Pharmacological agents for the control of spontaneous ventricular fibrillation under progressive hypothermia.

Quinidine, procaine amide, seven new antiarrhythmics, eleven antihistaminics, four local anesthetics, six antimalarials, and a few other compounds were tested for their ability to protect the canine heart from spontaneously occurring ventricular fibrillation (VF) during progressive immersion hypothermia. Several of these compounds were eliminated as "noneffective" with a high degree of statistical confidence on the basis of screening tests. Extensive tests at various doses were performed with the effective compounds for a more complete evaluation. Quinidine was found to be effective, while procaine amide had no protective effect and appeared to precipitate VF at somewhat higher temperatures. Antazoline, methapyrilene, chlorothen (chloromethapyrilene) and doxylamine were more effective than quinidine. RP 2339 (Antergan) and Ro 2-7302 were as effective while MC 4112 (Ambonestyl) was less effective.
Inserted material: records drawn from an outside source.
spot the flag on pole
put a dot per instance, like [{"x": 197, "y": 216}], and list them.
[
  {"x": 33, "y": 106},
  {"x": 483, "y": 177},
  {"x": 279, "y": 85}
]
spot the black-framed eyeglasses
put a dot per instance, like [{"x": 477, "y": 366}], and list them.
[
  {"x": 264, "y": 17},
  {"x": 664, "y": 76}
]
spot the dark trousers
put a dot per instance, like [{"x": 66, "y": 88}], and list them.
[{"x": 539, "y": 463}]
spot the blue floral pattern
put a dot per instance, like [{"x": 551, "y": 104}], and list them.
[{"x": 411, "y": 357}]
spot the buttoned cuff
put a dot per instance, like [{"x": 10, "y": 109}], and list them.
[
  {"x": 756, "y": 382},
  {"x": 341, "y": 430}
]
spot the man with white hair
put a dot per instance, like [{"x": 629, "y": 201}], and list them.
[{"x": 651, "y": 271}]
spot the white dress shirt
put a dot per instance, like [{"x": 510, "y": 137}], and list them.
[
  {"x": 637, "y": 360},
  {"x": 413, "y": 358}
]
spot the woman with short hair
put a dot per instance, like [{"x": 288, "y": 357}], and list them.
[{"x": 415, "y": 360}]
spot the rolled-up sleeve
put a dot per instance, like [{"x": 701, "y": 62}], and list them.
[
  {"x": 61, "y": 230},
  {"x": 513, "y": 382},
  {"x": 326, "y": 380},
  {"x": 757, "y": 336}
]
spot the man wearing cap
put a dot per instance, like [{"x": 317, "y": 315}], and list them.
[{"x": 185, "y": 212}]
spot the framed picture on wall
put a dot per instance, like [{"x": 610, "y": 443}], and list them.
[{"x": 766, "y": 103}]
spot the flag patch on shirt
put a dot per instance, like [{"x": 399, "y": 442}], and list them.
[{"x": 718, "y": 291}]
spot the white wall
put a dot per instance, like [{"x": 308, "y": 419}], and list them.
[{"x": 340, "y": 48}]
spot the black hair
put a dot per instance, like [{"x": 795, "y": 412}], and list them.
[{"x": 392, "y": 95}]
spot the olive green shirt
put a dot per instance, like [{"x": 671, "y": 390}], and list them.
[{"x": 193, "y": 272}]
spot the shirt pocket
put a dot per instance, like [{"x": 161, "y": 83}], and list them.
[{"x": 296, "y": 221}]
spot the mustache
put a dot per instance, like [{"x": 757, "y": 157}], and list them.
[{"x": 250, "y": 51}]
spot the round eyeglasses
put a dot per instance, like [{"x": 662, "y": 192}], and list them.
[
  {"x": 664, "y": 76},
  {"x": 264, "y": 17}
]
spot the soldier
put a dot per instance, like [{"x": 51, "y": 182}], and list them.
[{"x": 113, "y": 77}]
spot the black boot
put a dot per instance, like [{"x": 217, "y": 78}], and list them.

Most of the effective compounds produced a significant decrease in the average lethal temperatures in conjunction with the decrease in the incidence of VF. This is taken to indicate a specific action rather than a general depressant effect on the heart. Although the majority of the effective compounds were from the class of the antihistaminics, no apparent correlation exists between the antifibrillatory activity of these drugs in spontaneous hypothermic VF (as revealed in the present tests) with any of the various pharmacological effects of this group.